Sunday, March 2, 2014

Favourite

Raindrops on roses and whiskers on kittens
Bright copper kettles and warm woolen mittens
Brown paper packages tied up with strings
These are a few of my favourite things

Well, not mine. Maria von Trapp’s. They don’t really sound all that great to me, but then I have the advantage of not living in a country which has been invaded by Nazis. I suppose most things which aren’t wearing a swastika seem pretty awesome in those circumstances. I guess what I’m trying to get at is that favourite things are very personal.

If Cam had written that song in the last week, it would have gone something like this:

Milk in a bottle and painting on easels
Watching cBeebies, being whiny and tearful
Throwing my Playdoh and having a paddy
Plenty of mummy but NO! NOT DADDY!
  
Those three little words are all I’m hearing from my son at the moment. If it’s me who goes into his room first thing in the morning: “No. Not daddy.” When I come into the house after work and say hello: “No. Not daddy.” When I try to read him his bedtime stories: “No. Not Daddy.” You get the idea. I’m definitely not on Cam’s favourite things list just now. I’m a little worried by the timing. Since starting my new job I’ve seen considerably less of Cam. I don’t have a day at home with him anymore, and my day finishes an hour later than in my previous job. I also have a longer commute. I am also, now, always the one who drops him off at childcare, but never the one who picks him up. Does that mean he’s learning to associate me with abandonment?

The whole thing’s a bit rubbish.

Cam’s always been very loving toward both me and his mum, and I’m an over sensitive bundle of emotions masquerading as an actual human man, so this development has given me a big old dose of feeling sad.

I shrugged it off for a while, after all, toddlers are adept at latching onto phrases and repeating them ad nauseum. Before “No. Not Daddy.” came on the scene he could regularly be heard saying “no grandma, not the knife!” Out of context, that’s quite an unfortunate choice.

But “No. Not Daddy.” is more than just words. It’s deliberately avoiding eye contact for prolonged periods of time. It’s making do-or-die lunges from my arms towards someone else.

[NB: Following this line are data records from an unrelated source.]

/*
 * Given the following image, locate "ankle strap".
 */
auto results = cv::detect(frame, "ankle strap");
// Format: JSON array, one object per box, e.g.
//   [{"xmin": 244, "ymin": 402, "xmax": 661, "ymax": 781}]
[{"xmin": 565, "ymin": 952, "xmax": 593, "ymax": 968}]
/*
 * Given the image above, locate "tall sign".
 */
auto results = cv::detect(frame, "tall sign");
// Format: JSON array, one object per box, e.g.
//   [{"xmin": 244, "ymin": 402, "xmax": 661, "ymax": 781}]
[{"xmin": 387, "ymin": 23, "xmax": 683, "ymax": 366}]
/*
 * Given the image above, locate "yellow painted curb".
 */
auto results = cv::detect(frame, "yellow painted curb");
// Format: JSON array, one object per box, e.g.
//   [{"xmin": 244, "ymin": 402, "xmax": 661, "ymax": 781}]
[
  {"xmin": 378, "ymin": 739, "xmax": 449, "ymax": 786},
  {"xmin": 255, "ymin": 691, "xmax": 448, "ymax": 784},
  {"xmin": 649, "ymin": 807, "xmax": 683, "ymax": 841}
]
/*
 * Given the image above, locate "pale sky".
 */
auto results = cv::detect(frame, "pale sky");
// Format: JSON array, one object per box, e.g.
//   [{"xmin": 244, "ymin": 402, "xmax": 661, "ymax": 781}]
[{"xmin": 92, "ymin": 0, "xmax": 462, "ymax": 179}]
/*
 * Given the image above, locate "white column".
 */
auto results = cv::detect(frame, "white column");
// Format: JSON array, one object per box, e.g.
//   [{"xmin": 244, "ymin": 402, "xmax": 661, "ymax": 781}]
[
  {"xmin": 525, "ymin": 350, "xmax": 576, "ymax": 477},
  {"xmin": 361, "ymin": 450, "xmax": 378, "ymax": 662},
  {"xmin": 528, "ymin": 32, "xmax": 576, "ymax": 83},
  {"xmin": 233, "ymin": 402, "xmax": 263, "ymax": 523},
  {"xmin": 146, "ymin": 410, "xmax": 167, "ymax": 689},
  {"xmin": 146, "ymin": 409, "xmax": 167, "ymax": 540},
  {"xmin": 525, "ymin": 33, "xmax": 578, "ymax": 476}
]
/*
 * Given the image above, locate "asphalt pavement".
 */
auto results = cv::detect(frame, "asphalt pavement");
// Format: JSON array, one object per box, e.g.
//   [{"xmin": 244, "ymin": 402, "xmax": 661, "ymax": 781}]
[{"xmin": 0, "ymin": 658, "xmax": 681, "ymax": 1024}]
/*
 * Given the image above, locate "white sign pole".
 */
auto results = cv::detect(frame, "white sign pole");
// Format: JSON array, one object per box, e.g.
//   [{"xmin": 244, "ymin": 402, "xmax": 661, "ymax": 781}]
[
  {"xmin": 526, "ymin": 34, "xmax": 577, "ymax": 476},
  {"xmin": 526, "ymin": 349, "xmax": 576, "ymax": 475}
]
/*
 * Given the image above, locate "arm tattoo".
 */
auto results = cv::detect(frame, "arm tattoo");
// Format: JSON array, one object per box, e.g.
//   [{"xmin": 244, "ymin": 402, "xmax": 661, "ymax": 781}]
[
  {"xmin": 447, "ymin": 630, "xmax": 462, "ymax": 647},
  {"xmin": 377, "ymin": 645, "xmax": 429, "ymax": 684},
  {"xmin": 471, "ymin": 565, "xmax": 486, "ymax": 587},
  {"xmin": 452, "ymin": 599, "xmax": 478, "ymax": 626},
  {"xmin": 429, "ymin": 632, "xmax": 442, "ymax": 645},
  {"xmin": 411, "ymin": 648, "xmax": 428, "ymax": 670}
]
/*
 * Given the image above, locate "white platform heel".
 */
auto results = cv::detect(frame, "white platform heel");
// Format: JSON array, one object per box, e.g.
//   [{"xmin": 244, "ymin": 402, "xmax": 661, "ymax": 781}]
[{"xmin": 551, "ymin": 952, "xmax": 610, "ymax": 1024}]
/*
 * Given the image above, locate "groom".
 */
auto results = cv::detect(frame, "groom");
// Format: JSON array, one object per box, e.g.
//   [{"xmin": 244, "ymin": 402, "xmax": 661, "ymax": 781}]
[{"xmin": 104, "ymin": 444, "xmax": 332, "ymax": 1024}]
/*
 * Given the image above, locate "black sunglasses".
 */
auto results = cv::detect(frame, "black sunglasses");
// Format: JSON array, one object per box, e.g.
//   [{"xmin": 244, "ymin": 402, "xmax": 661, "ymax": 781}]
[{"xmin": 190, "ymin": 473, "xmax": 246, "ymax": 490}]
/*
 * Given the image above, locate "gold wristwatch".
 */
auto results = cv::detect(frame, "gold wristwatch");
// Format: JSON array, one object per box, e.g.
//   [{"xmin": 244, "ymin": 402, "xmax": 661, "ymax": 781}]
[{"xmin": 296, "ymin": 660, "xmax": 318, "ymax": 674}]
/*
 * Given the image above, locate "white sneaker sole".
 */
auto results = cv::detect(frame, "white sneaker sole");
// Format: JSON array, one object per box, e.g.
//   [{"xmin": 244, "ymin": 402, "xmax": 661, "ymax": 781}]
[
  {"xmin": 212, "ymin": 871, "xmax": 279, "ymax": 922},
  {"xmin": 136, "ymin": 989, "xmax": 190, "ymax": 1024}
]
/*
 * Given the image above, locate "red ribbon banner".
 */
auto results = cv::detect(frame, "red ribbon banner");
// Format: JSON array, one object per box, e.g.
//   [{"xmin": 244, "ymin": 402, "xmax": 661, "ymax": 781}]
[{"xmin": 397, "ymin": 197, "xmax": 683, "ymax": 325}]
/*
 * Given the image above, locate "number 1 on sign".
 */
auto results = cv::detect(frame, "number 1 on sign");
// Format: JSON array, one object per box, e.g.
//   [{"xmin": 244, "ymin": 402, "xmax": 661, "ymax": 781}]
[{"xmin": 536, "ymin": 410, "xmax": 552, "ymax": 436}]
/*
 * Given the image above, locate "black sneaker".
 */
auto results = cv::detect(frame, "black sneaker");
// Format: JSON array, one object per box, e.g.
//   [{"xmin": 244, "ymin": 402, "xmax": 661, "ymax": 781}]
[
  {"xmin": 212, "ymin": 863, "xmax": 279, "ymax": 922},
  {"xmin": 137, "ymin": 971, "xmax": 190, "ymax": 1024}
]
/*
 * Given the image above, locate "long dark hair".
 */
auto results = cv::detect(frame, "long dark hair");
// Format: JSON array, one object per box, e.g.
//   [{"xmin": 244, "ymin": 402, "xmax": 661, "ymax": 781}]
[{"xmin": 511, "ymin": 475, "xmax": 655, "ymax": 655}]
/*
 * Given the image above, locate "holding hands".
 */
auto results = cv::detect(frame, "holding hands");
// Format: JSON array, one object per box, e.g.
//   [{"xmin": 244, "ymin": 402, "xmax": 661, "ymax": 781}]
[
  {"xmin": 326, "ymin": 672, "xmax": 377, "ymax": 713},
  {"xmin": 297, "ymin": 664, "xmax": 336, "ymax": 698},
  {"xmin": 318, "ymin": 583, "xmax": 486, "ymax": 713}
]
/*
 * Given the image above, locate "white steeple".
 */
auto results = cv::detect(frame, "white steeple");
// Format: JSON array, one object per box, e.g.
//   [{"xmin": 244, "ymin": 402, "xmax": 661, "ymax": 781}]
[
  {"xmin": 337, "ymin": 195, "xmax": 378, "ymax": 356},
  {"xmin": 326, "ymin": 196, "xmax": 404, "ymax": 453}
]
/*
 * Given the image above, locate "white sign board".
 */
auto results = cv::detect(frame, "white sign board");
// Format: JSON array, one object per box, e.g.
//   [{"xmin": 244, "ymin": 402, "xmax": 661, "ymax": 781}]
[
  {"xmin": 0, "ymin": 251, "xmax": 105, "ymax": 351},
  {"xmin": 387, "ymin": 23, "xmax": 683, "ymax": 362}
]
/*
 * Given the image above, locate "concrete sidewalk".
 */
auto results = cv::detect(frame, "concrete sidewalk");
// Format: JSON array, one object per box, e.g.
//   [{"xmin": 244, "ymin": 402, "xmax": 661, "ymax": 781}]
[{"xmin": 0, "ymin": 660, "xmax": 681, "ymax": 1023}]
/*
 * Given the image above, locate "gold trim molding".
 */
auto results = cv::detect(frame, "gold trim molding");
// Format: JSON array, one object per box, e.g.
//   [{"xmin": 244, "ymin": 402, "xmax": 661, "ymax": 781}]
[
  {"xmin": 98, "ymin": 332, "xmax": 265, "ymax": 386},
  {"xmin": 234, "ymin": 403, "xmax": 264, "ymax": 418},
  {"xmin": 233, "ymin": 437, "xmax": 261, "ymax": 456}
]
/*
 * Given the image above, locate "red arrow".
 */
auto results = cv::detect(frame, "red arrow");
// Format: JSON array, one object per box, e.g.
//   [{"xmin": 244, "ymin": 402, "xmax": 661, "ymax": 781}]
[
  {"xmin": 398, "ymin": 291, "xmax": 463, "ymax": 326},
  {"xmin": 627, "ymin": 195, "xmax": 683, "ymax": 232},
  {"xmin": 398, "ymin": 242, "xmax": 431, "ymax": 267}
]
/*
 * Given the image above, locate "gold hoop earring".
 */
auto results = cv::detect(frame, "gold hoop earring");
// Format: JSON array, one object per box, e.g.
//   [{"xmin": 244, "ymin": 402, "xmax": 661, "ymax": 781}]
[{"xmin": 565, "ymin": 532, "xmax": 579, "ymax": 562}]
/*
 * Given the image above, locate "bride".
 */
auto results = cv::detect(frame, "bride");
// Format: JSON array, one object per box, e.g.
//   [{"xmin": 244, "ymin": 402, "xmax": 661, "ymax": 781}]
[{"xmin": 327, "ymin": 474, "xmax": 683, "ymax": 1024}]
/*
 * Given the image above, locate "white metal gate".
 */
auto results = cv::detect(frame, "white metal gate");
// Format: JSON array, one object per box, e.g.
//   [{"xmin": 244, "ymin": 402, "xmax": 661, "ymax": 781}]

So, what to do? I’m hoping it’s just a brief phase, that one day soon I will walk into a room and be greeted with a friendly hug, or at least a cheery hello. But in the meantime do I ignore what he says and continue trying to hug him, play with him, read to him? Or should I let him spend a few days with (even more) minimal daddy input? Let him work out, hopefully, that I’m actually quite nice and he should want me to be part of his day?